Tapestry (TPR) Q4 2025 earnings

People pass through a ram store on Madison Boulevard in New York.
Carlo Allegri | Reuters
Coach and Kate Spade Parents’ shares Tapestry The company said that even as sales grow, the tariffs will bite the profit.
Handbag, shoe and accessory manufacturer, higher tasks costs will be a total of $ 160 million for the next financial year and will drag the profit, he said. Analysts who participated in the survey by Factset were looking for $ 5.49, while the full -year financial 2026 earnings between $ 5.30 to $ 5.45 per share, he said.
Scott Roe, Finance Director, said that sales tendencies are strong in the company’s call for earnings.. Nevertheless, the company said that the company “is facing the expected profit winds from tariffs and tasks and that their minimal exemptions end earlier than expected”.
In addition to upgrading tariffs for imports from many countries, President Donald Trump suspended the minimis rule, which allowed the United States to enter the US $ 800 or less.
However, Gblelen expects its sales to grow in financial years. The company said it expects approximately $ 7.2 billion in revenue, except for Stuart Weitzman, who will represent low -digit growth compared to the previous year. Earlier this year, Gblelen agreed to sell the shoe brand to Caleres, the owner of Dr Scholl, to 105 million dollars.
Gbledin Mali 2025 The fourth quarter gain and income exceeded the expectations of Wall Street.
In recent weeks, retailers and consumer brands have offered a clearer picture how they tried to reduce higher costs than tariffs, including many people who came into force at the beginning of this month after delays and extensions. On Monday, Trump pushed back high tariffs in China for another 90 days.
Among these strategies, companies carry production to other countries, raise prices in some products they sell, focus on fashion products with higher probability to correct promotions and buy shoppers.

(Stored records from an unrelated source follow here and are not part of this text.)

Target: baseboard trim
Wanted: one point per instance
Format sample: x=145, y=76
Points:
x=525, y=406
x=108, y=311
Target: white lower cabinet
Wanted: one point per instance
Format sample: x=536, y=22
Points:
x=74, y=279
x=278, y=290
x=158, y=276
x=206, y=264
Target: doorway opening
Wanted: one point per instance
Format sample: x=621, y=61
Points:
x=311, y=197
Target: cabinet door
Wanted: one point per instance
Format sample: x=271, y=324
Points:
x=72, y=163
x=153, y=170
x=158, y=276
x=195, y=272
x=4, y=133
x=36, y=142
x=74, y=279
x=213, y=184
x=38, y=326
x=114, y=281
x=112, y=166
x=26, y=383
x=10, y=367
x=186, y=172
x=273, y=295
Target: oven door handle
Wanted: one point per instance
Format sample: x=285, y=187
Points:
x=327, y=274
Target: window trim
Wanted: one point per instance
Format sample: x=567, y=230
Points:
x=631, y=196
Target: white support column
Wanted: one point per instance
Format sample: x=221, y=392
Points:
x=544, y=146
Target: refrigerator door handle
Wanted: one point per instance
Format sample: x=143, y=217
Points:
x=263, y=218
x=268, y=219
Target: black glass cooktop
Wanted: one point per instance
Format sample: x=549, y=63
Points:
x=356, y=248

Crocs For example, CEO Andrew Rees told investors calling for a weaker demand of retailers carrying their shoes at the beginning of this month after seeing the weaker demand of the retailers. In addition, some of the former inventory from the retailers, heydide takes back the shoe brand and gives the partners a new share.
Nevertheless, Goblen’s Roe said that the company’s conservative appearance “has nothing to do with the orbit of our business”.
He said that the demand did not slow down and accelerated so far in the current quarter. However, “Full year guidance is the right position to be cautious at this early stage.”
Goblen said it focuses on the ways of blinding tariffs, including leaning on production in many different parts of the world and looking for ways to work more efficiently.